Sister Mary Ann and Sister Pinea belong to the Evangelical Sisterhood of Mary. Thirty years ago, their covenant put up three plaques with biblical passages around the canyon.
But a few years ago, after some visitors complained that religious plaques shouldn't be on federal buildings, the Grand Canyon superintendent temporarily pulled them down.
"They were down and we thought there's no hope,” said Sister Pinea, “but God raised up people to express their outrage and their sadness, and I think He put things into motion to put them back up again."
Just a few weeks later, after numerous complaints to the park service, the deputy director of the park service overruled the Grand Canyon superintendent. The plaques were put back up.
In a letter sent to the evangelical sisterhood, he apologized saying he would like to correct the situation. He went on to say that the park service will "promptly undertake a more in-depth legal and policy review."
To this day, though, so far at least, the plaques stand. That worries some.
"If the Government gets into the business of deciding which religious views get displayed in certain locations,” Ruch stated, “we're on a slippery slope that the First Amendment was designed to keep us off of."
But Sister Pinea said, "It's the Government that's not supposed to be interfering with our freedoms. It's not that religious people are not allowed to express their faith and their views."
So now, tourists at the Grand Canyon see, up-close-and-personal, passages from Psalms that declare how wonderful God's works are.
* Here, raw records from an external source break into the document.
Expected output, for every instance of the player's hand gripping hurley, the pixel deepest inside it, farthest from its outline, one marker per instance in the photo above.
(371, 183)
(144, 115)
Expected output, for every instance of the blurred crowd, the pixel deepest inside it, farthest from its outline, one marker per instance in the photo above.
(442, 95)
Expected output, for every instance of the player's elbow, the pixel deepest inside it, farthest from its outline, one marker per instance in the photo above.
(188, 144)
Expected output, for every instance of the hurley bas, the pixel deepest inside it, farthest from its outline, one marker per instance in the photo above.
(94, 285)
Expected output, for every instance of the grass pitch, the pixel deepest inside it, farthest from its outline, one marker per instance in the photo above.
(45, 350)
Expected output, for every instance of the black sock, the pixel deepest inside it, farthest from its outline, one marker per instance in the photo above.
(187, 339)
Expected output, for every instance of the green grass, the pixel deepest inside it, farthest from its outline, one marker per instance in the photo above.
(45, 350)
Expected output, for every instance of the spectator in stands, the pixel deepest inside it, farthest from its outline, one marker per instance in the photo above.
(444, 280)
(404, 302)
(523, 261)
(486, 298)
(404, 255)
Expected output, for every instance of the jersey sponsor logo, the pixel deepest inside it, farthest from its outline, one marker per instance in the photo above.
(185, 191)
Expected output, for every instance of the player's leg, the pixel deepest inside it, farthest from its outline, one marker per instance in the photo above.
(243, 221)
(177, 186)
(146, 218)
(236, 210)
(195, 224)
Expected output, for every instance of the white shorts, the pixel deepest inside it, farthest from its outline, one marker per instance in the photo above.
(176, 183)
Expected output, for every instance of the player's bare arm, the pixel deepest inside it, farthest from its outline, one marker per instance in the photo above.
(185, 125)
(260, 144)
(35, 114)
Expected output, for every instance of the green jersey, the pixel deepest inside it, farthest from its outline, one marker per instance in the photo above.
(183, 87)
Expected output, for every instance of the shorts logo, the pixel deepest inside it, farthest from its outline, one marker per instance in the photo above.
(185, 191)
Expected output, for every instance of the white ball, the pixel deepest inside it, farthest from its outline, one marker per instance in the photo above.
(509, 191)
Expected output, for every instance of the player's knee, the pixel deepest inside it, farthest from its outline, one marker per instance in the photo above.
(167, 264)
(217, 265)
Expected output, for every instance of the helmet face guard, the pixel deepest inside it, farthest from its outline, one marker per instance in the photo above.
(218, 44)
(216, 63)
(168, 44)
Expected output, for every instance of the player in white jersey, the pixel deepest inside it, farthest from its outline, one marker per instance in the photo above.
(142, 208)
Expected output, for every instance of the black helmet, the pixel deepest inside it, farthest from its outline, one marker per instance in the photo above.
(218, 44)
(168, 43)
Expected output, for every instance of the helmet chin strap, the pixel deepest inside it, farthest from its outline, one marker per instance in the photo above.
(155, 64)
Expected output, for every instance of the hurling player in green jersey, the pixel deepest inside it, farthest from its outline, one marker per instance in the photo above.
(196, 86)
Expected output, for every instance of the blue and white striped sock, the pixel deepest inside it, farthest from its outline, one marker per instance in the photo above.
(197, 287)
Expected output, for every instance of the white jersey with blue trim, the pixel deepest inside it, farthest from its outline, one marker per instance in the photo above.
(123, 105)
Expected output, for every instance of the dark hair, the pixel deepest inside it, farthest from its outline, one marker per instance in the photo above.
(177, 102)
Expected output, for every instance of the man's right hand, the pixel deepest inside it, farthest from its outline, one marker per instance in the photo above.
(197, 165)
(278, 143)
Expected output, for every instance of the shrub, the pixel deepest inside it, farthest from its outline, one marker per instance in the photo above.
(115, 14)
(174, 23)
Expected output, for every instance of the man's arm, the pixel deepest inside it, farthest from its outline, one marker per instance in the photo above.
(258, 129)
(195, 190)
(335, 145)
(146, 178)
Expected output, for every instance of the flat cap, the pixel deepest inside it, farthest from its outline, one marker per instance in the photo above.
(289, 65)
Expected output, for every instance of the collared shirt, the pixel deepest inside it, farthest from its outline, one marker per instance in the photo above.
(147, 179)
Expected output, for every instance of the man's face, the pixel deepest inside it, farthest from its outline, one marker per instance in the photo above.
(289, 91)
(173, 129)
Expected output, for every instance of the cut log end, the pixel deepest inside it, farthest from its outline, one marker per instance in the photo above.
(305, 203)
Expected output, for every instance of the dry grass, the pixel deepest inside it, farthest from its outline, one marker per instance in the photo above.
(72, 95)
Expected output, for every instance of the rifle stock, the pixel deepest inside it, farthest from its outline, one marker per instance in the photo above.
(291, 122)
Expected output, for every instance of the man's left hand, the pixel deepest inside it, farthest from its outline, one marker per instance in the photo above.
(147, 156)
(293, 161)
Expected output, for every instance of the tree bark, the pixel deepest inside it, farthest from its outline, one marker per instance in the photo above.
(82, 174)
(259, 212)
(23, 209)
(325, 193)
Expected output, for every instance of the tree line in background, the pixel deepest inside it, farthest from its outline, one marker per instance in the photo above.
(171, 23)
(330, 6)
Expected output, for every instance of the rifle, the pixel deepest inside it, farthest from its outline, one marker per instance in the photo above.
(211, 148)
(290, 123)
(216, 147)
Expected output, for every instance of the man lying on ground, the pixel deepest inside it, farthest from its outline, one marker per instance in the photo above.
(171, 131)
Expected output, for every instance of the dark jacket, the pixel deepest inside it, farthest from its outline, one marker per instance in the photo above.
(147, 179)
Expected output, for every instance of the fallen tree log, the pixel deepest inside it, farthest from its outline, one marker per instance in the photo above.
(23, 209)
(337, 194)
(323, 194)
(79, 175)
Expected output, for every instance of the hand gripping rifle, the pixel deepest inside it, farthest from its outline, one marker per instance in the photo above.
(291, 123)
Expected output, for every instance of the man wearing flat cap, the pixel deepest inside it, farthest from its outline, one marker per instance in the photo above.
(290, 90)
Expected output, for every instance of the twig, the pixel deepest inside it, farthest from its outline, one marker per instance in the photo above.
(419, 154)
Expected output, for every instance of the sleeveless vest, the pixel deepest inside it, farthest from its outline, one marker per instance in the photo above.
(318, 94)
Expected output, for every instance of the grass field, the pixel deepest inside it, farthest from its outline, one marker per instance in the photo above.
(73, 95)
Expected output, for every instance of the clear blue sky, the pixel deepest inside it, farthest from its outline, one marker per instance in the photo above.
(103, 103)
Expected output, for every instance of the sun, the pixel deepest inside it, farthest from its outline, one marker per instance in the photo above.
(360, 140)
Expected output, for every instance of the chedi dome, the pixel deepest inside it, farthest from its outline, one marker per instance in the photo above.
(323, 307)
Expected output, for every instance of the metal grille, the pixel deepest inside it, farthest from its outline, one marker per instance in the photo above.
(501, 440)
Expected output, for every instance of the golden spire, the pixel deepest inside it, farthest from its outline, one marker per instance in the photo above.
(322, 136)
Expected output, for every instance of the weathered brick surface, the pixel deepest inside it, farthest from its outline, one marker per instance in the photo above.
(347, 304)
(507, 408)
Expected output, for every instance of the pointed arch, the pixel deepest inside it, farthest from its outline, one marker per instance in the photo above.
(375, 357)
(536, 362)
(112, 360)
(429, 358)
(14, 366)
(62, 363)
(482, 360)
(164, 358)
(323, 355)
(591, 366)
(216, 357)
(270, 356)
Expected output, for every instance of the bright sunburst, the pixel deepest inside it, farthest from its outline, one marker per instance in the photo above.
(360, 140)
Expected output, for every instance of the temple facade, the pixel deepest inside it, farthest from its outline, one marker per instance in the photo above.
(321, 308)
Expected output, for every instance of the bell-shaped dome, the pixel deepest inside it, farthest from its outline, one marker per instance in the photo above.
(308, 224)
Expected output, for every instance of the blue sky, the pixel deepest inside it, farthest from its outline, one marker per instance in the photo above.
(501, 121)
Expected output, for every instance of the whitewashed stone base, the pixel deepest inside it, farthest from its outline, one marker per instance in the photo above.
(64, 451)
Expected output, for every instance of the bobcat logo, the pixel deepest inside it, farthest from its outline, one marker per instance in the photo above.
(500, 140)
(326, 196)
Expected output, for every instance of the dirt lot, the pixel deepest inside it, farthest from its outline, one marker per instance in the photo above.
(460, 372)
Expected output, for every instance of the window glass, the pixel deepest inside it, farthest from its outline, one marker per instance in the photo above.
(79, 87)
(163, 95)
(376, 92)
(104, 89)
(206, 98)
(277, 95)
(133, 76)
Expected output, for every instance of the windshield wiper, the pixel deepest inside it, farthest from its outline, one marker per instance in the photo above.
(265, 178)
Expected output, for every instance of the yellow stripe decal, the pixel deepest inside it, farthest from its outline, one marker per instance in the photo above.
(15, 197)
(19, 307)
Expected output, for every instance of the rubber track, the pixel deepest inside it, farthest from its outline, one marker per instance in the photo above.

"Finding words for His Majesty, I don't think there's a better place than in the Psalms. God's word is living and active," said Sister Mary Anne.
It may be living and active at the Grand Canyon, but the plaques are hanging on by a thread. Park service officials admit that since these plaques were put up more than 30 years ago, they've become part of the park.
If they were put up today, a time when separation of church and state means eliminating any public references to religion, these plaques may not have survived. But the nuns have won, and so has Tom Vail.
For them, it's about having the liberty to share God's word with those who don't believe. Like Noah's flood, for example, where they say the Canyon clearly shows God's truth.
Vail said, "The message is that God's word can be trusted. That you can trust God's word right through the first verse of Genesis through the end of Revelation."
And though some may try and silence that at the Grand Canyon, you can't silence images like this: a double rainbow dipping into the Canyon, a majestic reminder that God is ever present here in one of the most beautiful places on Earth.